The Gaussian smoothing operator is a 2-D convolution operator that is used to `blur' images and remove detail and noise. In this sense it is similar to the mean filter, but it uses a different kernel that represents the shape of a Gaussian (`bell-shaped') hump. This kernel has some special properties which are detailed below.

The idea of Gaussian smoothing is to use this 2-D distribution as a `point-spread' function, and this is achieved by convolution. Since the image is stored as a collection of discrete pixels we need to produce a discrete approximation to the Gaussian function before we can perform the convolution. In theory, the Gaussian distribution is non-zero everywhere, which would require an infinitely large convolution mask, but in practice it is effectively zero more than about three standard deviations from the mean, and so we can truncate the mask at this point.[10]

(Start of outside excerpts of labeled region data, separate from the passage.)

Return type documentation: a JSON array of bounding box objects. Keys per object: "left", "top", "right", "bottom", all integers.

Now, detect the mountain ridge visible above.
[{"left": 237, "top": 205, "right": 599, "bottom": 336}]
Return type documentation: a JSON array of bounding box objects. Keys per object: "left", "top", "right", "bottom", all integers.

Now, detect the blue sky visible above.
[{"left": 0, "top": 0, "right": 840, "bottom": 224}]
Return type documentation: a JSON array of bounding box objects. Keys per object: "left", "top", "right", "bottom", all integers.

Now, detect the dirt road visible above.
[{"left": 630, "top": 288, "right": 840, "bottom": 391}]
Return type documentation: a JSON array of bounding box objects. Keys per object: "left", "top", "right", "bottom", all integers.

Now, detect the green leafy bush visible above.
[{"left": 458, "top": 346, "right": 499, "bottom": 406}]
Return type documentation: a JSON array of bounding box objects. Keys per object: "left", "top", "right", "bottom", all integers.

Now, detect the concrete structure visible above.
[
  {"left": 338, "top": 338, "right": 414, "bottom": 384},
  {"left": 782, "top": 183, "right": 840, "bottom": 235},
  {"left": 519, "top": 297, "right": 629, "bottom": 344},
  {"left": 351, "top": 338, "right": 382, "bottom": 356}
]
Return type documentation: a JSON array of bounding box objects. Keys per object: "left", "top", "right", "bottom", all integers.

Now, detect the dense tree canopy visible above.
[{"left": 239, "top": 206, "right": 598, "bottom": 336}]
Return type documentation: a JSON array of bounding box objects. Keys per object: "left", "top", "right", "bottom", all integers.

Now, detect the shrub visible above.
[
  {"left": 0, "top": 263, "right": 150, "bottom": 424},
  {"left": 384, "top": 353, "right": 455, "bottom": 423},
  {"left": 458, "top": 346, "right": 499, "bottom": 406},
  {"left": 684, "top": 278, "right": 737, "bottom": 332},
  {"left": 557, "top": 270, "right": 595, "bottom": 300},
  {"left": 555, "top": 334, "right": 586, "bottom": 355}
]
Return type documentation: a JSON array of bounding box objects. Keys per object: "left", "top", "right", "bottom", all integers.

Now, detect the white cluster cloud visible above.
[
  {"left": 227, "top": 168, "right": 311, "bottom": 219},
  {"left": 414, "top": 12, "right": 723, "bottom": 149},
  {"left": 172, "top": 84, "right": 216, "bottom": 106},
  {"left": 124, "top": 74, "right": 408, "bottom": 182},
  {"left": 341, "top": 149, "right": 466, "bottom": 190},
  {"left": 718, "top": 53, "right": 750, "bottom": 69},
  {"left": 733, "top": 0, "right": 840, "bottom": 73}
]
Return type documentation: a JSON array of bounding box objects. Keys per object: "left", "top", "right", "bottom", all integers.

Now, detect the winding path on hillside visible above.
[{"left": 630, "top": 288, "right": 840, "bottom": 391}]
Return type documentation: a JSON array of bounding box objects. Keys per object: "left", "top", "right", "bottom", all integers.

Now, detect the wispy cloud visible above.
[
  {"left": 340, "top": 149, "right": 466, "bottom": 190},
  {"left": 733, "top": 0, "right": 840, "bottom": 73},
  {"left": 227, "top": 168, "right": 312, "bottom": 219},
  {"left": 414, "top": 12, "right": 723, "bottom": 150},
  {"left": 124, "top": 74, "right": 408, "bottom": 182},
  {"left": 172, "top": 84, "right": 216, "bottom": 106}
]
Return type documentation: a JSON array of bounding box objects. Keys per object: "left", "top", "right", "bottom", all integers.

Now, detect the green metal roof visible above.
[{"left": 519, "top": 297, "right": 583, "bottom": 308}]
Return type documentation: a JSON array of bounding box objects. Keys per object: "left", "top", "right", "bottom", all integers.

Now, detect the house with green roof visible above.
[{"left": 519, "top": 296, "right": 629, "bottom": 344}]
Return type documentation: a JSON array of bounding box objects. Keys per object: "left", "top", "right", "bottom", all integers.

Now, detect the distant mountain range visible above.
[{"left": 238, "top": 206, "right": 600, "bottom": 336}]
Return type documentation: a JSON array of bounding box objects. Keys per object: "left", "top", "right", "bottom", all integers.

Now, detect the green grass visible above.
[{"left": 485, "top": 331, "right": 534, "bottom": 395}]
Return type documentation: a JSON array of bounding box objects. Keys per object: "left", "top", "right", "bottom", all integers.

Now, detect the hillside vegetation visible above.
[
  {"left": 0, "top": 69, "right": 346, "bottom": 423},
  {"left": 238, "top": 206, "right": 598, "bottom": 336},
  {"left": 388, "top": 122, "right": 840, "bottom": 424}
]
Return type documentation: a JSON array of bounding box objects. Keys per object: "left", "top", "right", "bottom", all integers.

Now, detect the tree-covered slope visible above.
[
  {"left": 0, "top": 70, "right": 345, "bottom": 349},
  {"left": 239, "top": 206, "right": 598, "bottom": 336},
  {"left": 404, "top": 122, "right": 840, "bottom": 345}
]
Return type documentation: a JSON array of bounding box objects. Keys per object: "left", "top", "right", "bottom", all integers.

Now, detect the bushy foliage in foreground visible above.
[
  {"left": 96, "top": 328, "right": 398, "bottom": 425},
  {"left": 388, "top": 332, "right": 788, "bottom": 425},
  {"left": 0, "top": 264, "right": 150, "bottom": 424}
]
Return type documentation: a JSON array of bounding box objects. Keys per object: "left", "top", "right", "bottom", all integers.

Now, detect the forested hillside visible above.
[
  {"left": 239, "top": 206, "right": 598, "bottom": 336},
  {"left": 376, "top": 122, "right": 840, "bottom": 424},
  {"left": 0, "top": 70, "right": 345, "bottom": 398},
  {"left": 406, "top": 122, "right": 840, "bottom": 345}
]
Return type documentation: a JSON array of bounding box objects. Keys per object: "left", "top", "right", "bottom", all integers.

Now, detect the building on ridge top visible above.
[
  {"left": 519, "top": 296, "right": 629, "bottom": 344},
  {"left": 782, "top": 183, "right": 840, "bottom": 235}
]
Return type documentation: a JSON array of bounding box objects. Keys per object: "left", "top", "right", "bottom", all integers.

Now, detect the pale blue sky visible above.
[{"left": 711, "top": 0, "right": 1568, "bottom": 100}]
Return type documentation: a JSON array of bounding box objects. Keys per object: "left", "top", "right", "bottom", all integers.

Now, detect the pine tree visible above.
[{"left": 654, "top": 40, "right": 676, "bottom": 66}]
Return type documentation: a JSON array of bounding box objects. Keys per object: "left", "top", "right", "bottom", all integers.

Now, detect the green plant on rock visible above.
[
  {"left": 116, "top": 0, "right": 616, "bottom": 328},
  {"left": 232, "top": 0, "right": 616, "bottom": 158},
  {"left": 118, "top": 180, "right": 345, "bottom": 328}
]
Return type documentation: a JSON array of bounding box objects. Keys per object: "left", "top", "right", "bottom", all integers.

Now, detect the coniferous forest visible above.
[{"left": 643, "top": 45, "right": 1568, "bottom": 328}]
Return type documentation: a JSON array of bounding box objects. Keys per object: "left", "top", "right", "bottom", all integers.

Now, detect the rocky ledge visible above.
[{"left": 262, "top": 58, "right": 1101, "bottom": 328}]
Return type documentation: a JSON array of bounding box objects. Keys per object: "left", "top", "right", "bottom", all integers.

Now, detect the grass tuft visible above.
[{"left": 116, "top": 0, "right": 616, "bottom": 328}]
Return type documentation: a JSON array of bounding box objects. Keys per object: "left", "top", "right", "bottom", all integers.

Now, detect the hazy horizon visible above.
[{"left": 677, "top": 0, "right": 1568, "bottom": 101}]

2.11. FACE IDENTIFICATION.

Face identification is very important in security, surveillance and telecommunication applications. The proposed algorithm will be used for face tracking in video surveillance system. In most cases the quality and resolution of the recorded image-segments is poor and hard to identify a face. For this reason, surveillance projects often use additional zooming cameras to focus on region of interests. Disturbing effects might distort recordings such as variations in illuminations, in pose or occlusions. Due to the acquisition conditions the size of the face images is smaller (sometimes much smaller) than the input image size in most of the existing face recognition systems. For example, the valid face region could be as small as 15×15 pixels, whereas the face images used in still image based systems are

at least 128 ×128 . Small-size images not only make the recognition task difficult, but also affect the accuracy of face segmentation.

In our approach we assume that the human head is detected and localized. The task is divided into the following sub-tasks. First some features are extracted to estimate the procession of the picture .Than the digital image is transformed to create edges on the boundary of digital image, in which the face is surrounded and scaled to a standard size. At last searching the most similar face in a database makes the identification of face.

CHAPTER 3. RESEARCH METHODOLOGY.

This chapter deals with method used in conducting this project, the materials and equipments used, including origin and standard specifications.

3.1. METHOD USED AND SOFTWARE DEVELOPMENT.

In order to accomplish this task, general methods and techniques were used to collect data for this project as primary as well as secondary data collection.

Secondary data correction.

Secondary data was corrected from published materials related to the topic.

These include:

Book class notes and online information by visiting some websites on the internet.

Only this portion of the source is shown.